Q:C3植物とC4植物を行き来する植物であるEleocharis viviparaは、酸素量が二酸化炭素量よりも格段に多く強光な空気中ではC4植物の構造をとり、二酸化炭素量が空気中よりもはるかに多く弱光な水中ではC3植物の構造をとるとのことであった。このEleocharis viviparaについて調べてみたところ、ヘアーグラスの通称で観賞用として水槽などに植えられる植物と同一のものであることがわかった。実際にヘアーグラスは水陸両方に植えることができ、私も熱帯魚水槽と増やすための鉢植えで育てたことがあるが、この時は水槽内の方が鉢植えよりも良く生育した(他の水草でもこうなる事が多い)ことを覚えている。これについて今回学んだ知識から考察してみる。講義よりこの植物が水中でC3の構造をとるのは、CO2濃度の高さと水の濁りによる弱光が原因である。ところが人工的な水槽環境内は強力な照明で常に光が供給され、また水も濁りが無く水位も低いため水中であるにも関わらず強光条件下であり、なおかつ二酸化炭素量は多いため光呼吸も起こらない。よって結果的に水槽内ではC3植物の利点が存分に活かせたためヘアーグラスは鉢植えよりも強い生育を示したのではないかと考えられる。

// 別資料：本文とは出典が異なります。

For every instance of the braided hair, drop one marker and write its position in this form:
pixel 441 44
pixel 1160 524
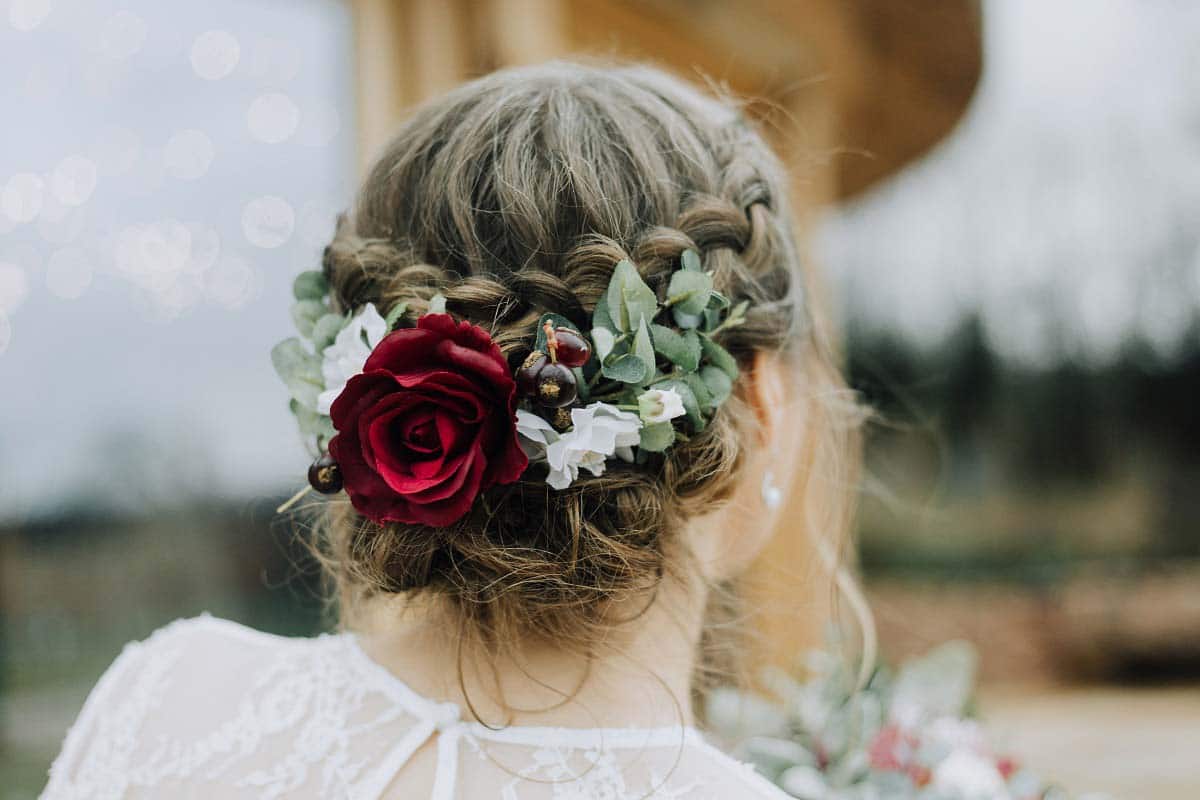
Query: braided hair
pixel 514 196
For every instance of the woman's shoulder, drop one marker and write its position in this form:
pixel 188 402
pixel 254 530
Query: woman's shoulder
pixel 724 776
pixel 196 693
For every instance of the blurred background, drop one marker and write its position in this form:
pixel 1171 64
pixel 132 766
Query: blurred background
pixel 1002 199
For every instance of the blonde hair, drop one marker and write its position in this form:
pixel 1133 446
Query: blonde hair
pixel 516 194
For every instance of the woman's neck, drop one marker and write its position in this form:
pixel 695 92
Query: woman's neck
pixel 640 677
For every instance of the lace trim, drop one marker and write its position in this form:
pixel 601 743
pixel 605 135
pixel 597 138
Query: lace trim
pixel 347 727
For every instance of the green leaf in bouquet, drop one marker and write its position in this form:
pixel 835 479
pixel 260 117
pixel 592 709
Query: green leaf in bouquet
pixel 313 423
pixel 718 384
pixel 310 286
pixel 601 318
pixel 941 683
pixel 305 314
pixel 643 348
pixel 627 368
pixel 700 389
pixel 689 290
pixel 681 349
pixel 657 437
pixel 717 301
pixel 395 313
pixel 603 340
pixel 299 370
pixel 684 319
pixel 629 298
pixel 325 330
pixel 719 356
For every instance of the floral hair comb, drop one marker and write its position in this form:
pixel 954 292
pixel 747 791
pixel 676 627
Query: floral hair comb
pixel 414 419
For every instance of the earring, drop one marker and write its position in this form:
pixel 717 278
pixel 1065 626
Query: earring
pixel 772 495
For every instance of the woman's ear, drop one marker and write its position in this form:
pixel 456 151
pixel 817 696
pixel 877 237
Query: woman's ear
pixel 767 395
pixel 731 539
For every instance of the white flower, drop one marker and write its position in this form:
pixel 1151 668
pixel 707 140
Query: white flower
pixel 535 434
pixel 345 358
pixel 598 432
pixel 967 775
pixel 659 405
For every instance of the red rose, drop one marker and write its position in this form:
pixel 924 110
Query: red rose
pixel 429 423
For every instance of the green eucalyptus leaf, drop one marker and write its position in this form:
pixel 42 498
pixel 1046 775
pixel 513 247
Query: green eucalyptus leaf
pixel 718 383
pixel 601 318
pixel 681 349
pixel 719 356
pixel 643 348
pixel 700 389
pixel 310 286
pixel 395 313
pixel 299 370
pixel 717 300
pixel 657 437
pixel 689 290
pixel 325 330
pixel 604 341
pixel 685 320
pixel 627 368
pixel 690 404
pixel 305 314
pixel 629 298
pixel 312 423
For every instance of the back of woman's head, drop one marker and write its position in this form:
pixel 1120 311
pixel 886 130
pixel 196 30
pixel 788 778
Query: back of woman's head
pixel 517 194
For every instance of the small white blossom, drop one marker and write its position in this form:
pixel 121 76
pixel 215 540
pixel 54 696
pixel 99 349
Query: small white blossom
pixel 659 405
pixel 345 358
pixel 598 432
pixel 971 776
pixel 535 434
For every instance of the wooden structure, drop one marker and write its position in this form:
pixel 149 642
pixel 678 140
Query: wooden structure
pixel 850 90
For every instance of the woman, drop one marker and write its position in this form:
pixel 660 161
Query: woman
pixel 557 366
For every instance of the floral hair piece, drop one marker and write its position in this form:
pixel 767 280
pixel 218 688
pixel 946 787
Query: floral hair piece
pixel 414 419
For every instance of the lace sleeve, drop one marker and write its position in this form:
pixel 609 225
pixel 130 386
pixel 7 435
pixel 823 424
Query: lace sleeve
pixel 84 733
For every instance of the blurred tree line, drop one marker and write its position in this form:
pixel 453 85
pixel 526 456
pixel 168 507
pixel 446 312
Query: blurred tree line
pixel 1067 428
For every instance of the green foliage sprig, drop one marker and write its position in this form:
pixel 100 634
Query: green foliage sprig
pixel 643 343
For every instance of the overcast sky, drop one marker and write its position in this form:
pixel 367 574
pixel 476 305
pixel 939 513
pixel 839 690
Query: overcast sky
pixel 168 167
pixel 1066 205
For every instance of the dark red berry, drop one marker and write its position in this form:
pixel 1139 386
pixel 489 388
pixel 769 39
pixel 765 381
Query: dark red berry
pixel 325 475
pixel 561 419
pixel 573 348
pixel 527 376
pixel 556 385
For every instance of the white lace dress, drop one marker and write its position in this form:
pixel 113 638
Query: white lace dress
pixel 207 708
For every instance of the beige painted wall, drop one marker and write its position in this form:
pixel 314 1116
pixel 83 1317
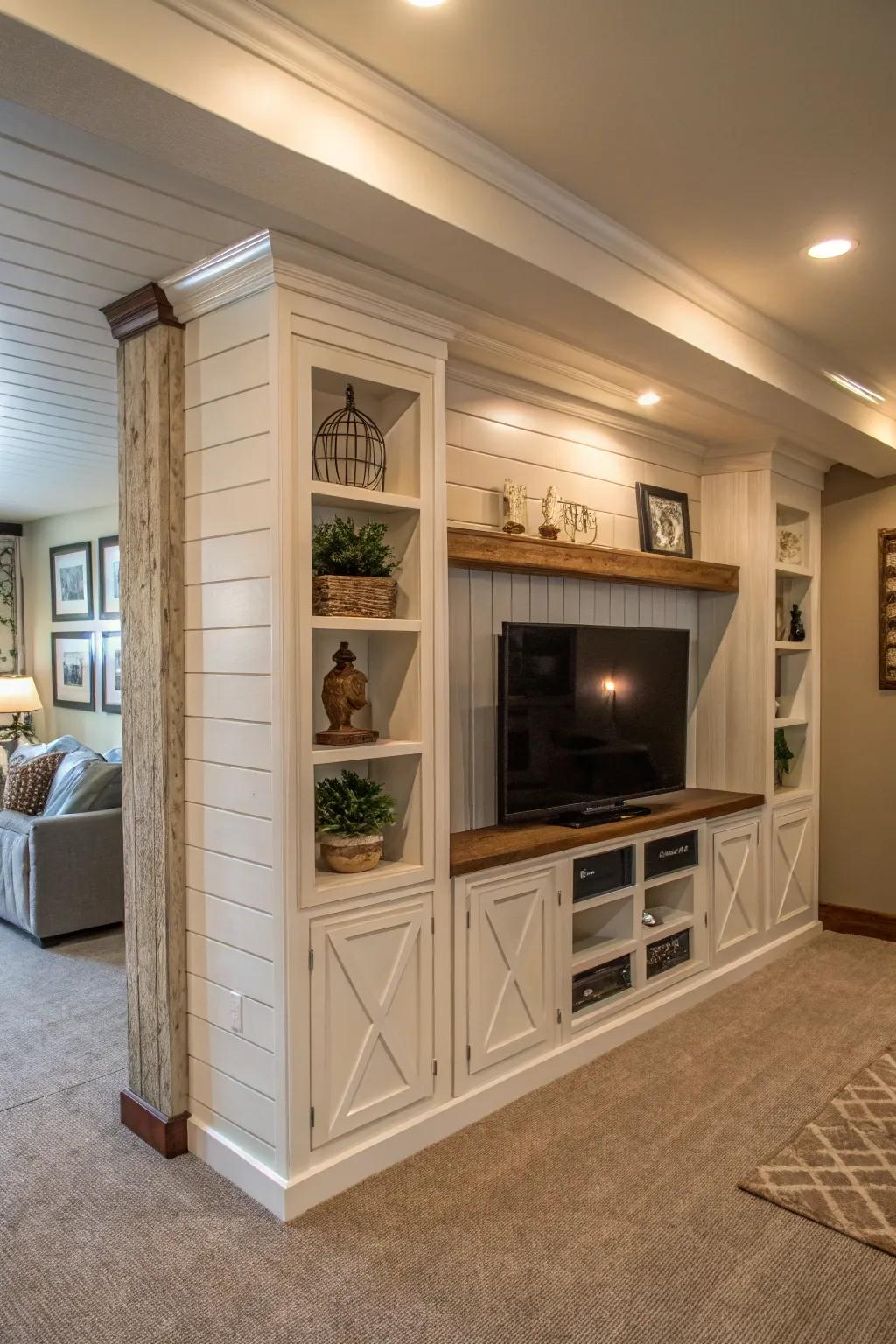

A:これは、いわば自分の「実験結果」に基づいた考察であって、完璧なレポートですね。普通は、講義のレポートでいちいち実験はできないので、毎回このようなレポートを書くわけにはいかないと思いますが。
Q:今回の授業で、C3植物の中から個々に平行進化を起こしてC4植物が生まれたと学んだ。そのため、C4植物の反応機構は3種類あるという事だった。しかし、C3植物から分化したC4植物の種類はもっと多く、平行進化としては反応機構の数が少ないように感じられる。それでは、なぜ種類が少なかったのか考えてみたいと思う。第一に考えられるのは、植物はその反応機構を作るのに適した遺伝子情報を、元々持っているのではないかということである。反応に使われている物質も似ているため、最も効率よく進化していった結果、その反応機構を持つに至ったのではないだろうか。だが、反対に、効率的に進化することなく、性質の異なる反応機構を持ったC4植物が存在してもいいはずである。C3植物が存在している以上、進化途中で途絶える可能性も低そうである。しかし、実際にはこのような植物は存在していない。これらのことから、この3つ以外の反応機構は、植物内では作ることすらできないということなのではないだろうか。C3反応で、効率のよくないルビスコを使っているのも、効率の良い酵素が生み出されていないからであるため、C4植物の反応機構が三つできただけでも充分に多いといえるのかもしれない。
A:これも着眼点がいいですね。C4植物の3つのサブタイプについてよく考えていると思います。